ICE’s decision to transfer even more people into the prison is “reckless,” said ACLU of New Mexico Senior Staff Attorney Rebecca Sheff, who said it “puts people at immediate risk and proves the agency is not serious about addressing the inhumane conditions at the facility.”

“Instead, ICE is choosing to deliberately go against the OIG recommendations, as well as the demands of our members of Congress and advocates,” Sheff said Friday. “We know from extensive conversation with people detained in Torrance that the decrepit structural issues at the facility, including harmful mold, clogged bathrooms, leaky faucets and much more, remain unresolved.”

ICE’s own internal inspectors, a private company called the Nakamoto Group, inspected the facility between March 29 and March 31 and found that the prison “meets standards,” according to a summary of incidents at the facility obtained by Source New Mexico.
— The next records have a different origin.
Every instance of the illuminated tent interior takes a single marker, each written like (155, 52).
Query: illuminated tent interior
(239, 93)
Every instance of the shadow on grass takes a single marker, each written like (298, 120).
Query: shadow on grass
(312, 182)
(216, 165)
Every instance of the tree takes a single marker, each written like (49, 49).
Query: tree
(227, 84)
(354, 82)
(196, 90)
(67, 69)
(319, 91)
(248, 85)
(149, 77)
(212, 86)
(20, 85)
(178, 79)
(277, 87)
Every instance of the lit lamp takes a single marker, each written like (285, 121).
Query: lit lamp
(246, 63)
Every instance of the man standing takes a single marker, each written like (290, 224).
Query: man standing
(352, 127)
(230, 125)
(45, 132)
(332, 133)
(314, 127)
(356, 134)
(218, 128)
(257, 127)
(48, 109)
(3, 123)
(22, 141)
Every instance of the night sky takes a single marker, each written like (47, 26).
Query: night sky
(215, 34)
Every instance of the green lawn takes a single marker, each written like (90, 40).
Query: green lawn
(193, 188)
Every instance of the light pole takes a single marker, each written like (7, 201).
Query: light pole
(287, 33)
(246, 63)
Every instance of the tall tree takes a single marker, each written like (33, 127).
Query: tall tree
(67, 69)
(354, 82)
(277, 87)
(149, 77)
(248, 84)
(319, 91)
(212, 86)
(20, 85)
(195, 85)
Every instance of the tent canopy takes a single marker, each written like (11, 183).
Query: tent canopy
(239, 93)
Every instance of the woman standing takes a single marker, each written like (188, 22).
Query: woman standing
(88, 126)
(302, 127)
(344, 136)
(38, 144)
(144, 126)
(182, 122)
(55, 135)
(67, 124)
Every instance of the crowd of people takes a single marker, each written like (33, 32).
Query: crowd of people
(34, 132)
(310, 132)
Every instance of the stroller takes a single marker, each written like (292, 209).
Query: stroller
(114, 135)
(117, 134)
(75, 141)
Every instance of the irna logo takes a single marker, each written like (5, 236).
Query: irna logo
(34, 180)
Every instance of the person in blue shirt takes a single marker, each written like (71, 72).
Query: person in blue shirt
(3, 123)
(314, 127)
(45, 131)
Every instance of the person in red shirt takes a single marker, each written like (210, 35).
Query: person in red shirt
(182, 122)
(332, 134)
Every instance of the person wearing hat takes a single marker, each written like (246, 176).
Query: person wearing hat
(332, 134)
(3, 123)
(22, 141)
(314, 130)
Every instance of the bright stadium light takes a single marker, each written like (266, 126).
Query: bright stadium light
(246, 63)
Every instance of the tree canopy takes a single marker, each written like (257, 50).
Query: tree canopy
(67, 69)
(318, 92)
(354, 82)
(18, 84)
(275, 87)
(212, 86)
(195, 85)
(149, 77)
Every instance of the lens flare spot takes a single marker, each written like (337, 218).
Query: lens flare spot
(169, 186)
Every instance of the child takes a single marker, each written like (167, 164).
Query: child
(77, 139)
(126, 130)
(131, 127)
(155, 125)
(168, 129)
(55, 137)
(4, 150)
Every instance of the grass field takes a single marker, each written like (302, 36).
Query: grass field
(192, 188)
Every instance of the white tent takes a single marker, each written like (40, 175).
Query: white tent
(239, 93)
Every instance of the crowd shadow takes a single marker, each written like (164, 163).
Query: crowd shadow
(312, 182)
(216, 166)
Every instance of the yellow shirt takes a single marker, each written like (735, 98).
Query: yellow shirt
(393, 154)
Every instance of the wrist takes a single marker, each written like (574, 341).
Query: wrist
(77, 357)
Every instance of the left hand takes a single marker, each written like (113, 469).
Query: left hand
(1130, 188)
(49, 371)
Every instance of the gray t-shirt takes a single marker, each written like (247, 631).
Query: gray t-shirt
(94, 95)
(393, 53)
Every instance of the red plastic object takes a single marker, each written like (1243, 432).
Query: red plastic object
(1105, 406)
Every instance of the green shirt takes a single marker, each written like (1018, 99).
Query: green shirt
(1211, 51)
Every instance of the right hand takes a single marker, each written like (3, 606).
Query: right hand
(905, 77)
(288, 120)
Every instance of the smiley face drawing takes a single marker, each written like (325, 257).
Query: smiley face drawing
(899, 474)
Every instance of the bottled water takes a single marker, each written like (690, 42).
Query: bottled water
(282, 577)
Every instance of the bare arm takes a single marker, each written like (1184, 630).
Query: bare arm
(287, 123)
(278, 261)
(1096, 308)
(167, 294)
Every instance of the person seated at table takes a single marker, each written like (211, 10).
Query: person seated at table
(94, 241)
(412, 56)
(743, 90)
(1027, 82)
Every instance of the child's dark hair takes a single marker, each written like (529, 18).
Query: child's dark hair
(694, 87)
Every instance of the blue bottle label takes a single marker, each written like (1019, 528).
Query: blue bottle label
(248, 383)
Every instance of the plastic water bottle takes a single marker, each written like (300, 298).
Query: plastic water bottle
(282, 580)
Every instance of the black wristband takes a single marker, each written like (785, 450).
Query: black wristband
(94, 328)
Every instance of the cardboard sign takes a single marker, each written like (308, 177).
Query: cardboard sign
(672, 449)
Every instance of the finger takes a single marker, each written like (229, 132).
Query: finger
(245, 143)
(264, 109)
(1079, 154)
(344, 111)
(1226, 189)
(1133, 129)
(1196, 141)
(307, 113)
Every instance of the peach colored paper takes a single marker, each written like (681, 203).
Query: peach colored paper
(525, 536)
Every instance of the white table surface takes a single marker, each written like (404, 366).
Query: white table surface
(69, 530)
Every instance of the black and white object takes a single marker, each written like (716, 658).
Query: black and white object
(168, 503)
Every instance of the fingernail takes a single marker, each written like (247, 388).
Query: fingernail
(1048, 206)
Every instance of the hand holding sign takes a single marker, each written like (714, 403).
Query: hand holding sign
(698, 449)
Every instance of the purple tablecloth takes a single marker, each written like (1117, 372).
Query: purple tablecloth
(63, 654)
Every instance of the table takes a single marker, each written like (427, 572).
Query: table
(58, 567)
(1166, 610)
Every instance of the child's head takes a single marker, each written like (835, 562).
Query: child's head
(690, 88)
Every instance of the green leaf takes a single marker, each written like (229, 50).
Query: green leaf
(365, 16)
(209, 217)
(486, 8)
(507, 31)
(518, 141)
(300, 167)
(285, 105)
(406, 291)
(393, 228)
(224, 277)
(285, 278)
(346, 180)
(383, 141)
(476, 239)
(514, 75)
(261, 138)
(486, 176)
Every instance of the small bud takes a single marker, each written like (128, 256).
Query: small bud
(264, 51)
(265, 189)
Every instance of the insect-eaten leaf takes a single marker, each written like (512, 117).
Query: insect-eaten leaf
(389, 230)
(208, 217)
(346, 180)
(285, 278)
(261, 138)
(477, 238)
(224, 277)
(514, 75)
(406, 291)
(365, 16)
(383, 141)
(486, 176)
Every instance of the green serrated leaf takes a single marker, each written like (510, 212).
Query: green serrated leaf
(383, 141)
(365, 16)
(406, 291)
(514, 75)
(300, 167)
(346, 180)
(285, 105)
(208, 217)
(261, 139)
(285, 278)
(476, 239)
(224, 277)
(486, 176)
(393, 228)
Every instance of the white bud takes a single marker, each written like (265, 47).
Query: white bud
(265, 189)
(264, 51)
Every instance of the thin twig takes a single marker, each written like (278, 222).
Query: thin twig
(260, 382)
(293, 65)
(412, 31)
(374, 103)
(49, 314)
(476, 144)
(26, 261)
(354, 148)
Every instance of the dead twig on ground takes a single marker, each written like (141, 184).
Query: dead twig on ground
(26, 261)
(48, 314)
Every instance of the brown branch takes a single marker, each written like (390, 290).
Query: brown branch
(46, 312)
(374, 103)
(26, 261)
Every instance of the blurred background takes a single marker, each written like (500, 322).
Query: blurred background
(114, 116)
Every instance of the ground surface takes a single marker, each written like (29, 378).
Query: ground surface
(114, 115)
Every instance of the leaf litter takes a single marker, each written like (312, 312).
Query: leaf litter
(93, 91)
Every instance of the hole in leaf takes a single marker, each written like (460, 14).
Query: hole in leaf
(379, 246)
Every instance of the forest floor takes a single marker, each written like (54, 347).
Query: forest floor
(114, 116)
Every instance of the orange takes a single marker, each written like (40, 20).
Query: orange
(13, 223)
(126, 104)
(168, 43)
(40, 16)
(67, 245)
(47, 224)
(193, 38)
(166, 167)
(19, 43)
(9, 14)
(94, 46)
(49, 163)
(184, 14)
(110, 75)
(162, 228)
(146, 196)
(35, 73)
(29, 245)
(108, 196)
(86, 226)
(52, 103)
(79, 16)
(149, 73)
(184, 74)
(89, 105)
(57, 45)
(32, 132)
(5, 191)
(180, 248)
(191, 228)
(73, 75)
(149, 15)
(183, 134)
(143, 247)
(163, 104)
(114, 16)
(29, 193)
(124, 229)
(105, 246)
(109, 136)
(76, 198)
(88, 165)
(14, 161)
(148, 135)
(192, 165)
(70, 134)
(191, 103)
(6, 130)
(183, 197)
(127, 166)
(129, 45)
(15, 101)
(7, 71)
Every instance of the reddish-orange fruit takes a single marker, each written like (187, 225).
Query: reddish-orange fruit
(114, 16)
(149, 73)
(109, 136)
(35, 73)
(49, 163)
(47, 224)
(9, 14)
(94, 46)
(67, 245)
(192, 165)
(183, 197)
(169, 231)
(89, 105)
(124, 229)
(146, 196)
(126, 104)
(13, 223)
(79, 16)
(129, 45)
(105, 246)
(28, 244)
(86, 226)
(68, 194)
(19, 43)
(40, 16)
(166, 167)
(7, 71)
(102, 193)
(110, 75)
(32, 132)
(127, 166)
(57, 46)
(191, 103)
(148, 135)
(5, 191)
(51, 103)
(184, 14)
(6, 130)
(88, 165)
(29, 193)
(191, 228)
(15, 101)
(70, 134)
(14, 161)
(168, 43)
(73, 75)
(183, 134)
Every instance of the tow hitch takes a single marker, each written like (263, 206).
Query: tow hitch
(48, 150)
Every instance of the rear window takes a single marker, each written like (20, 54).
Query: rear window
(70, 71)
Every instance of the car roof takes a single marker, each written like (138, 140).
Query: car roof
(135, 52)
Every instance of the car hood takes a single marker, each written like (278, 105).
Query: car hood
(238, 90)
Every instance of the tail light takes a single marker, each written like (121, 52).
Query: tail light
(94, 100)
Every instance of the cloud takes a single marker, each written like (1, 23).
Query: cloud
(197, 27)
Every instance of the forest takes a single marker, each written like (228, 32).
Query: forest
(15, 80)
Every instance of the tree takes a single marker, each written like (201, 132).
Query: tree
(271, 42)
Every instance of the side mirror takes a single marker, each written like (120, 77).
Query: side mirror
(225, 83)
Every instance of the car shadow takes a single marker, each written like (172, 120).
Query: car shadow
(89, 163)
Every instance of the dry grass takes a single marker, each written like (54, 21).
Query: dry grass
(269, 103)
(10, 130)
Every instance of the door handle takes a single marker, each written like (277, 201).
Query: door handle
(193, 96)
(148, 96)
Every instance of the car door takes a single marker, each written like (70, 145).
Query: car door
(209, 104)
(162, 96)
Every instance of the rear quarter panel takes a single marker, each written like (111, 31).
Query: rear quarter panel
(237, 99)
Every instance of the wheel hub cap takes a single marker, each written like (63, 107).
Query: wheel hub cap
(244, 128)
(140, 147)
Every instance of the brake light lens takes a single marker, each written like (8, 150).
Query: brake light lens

But those Nakamoto reports have been broadly recognized as “essentially a rubber-stamping exercise,” Sheff said previously.

“Cosmetic fixes might’ve been enough for ICE’s notoriously lax internal inspections,” Sheff said. “But the fact remains that this is a dangerous, unhygienic and cruel facility that makes a mockery of our American values and the government’s legal obligations to treat everyone with dignity and humanity.”

This is a developing story and will be updated as more information becomes available.